He made it sound so simple, but this wasn’t something you could just ‘make good choices’ and veer away from. “Maru, what if…” I looked to the blue sky, wishing the clouds had all the answers and I didn’t need to voice the question. “What if I’m already her? What if time, not circumstance, is what sets me off?”
Kohana rode down the hill, guiding a horse. Hotah followed, guiding the fourth.
“Do you intend to bury the man you killed?” Kohana asked. I appreciated his bluntness. There wasn’t enough of that in the world. If something was bad, sarcasm was my shield. It was Titus’s, too. Abram’s was his faith. Maybe he was the sanest of us all…

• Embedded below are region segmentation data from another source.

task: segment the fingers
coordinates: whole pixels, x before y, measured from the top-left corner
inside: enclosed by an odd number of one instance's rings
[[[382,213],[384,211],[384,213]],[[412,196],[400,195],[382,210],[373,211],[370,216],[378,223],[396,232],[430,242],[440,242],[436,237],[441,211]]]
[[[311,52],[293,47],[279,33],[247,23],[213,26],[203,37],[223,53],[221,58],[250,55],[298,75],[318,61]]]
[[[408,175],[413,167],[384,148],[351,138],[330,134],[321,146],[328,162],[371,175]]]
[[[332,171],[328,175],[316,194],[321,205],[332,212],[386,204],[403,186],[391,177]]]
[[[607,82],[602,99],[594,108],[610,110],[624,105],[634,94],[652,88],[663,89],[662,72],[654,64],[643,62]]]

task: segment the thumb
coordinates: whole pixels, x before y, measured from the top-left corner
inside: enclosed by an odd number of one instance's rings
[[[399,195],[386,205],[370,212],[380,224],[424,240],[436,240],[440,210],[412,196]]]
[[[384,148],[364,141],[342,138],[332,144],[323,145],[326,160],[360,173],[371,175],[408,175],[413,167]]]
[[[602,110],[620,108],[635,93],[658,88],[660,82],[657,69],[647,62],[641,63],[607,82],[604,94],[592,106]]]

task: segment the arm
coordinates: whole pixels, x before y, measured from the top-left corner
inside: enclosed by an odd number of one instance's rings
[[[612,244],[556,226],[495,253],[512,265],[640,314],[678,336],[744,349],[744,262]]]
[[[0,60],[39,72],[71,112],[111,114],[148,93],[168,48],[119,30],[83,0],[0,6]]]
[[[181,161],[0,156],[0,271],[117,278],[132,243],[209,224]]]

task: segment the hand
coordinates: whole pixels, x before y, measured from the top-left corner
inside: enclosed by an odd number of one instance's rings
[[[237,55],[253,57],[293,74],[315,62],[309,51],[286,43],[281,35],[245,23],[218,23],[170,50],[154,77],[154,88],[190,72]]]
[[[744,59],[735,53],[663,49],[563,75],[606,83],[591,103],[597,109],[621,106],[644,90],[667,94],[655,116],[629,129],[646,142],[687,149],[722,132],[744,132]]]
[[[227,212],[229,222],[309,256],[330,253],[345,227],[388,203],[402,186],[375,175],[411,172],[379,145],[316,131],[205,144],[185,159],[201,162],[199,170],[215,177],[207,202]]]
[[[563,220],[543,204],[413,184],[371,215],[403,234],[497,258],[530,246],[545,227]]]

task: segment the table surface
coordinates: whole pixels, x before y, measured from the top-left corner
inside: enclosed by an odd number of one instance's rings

“No, but we need his clothing,” Maru answered. “I can—”
Kohana held up a hand. “Stay with her. I’ll retrieve it.”
“The tech suit?” I whispered.
Maru nodded once. “Looks like you might need a new one.”
I wondered if we should bury him. I argued with myself about how it was right, and why I shouldn’t care what happened to the clone or his body. The entire scene replayed in my mind. Abram drawing his gun. I knew I’d only killed his clone, but for a second, I couldn’t separate the clone from the original.
The Abram I trained with boiled with anger and hatred. His fervent faith was his life preserver, perhaps, but Abram seemed to always be just shy of drowning. He wasn’t sane, but maybe his insanity was the sum of his experiences. Torture plus training plus exhaustion plus upgrades plus whatever else he’d endured equaled Abram.
Maybe he couldn’t help what he was any more than anyone else could. And maybe his clone was no different.
Maru watched me. “Do you want to bury him?”
I swallowed thickly. “No. That would take too much time.”
A person could rise above their past, but they couldn’t escape it. Some got trapped in the mire of what happened to them and could neither live in the present, nor envision a future.
I had no idea where I fell on that spectrum, or if I was now so burdened by my future, I was too afraid to move out of the present.